Un brin nostalgique, la gorge quelque peu nouée, il s’arrête un moment, avant de soupirer en évoquant la période où il faisait bon vivre dans ce village. “Je garde tant de souvenirs d’avant le terrorisme. C’était la paix totale. On sortait et on rentrait quand on voulait. On chassait et on travaillait nos terres. C’était une autre époque”, se rappelle-t-il avec nostalgie.

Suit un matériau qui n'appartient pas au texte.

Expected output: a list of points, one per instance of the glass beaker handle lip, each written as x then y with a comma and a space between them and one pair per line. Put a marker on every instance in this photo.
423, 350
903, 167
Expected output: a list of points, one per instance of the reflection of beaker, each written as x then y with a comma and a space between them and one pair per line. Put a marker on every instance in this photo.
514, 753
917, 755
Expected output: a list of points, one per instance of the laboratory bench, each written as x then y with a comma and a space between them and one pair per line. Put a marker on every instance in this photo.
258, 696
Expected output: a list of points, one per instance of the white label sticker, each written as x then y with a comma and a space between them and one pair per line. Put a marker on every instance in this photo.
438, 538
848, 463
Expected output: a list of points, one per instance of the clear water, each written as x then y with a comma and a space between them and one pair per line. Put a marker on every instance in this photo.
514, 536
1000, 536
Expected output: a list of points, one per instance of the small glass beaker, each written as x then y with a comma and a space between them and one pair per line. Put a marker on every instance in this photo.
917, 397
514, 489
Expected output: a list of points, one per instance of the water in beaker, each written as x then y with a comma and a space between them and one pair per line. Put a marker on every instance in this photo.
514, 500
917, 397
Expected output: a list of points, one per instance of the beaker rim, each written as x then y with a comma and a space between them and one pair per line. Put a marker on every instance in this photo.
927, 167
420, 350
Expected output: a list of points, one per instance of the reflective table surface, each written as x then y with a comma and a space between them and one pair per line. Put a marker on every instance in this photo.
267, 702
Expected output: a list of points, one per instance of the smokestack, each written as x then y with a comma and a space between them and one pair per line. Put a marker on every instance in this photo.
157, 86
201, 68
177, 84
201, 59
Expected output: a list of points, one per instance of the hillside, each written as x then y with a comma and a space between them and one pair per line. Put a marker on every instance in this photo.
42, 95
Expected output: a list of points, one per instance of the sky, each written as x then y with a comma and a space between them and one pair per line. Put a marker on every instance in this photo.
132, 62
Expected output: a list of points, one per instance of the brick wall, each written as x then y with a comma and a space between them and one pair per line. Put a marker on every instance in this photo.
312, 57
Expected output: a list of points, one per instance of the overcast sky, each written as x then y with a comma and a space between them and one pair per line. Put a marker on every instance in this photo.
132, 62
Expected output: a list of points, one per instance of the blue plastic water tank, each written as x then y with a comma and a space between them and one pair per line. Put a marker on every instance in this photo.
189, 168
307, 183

Non loin de là, le hameau de Sidi Sellam, longtemps déserté par ses habitants, offre le même décor : des maisons en ruine qui témoignent de la patine du temps, chemin caillouteux et silence de mort.
Comme Tazrout Sidi Aïssa et Sidi Sellam, les habitants d’autres hameaux comme Kadcha ou Aïn Laghdir, situés à la limite territoriale entre Draâ El-Mizan et Tizi Gheniff, ont dû abandonner terres et maisons - plus de 100 familles en tout - lorsque la terreur terroriste s’est emparée des lieux durant les années 1990, pour aller vivre sous d’autres cieux plus cléments.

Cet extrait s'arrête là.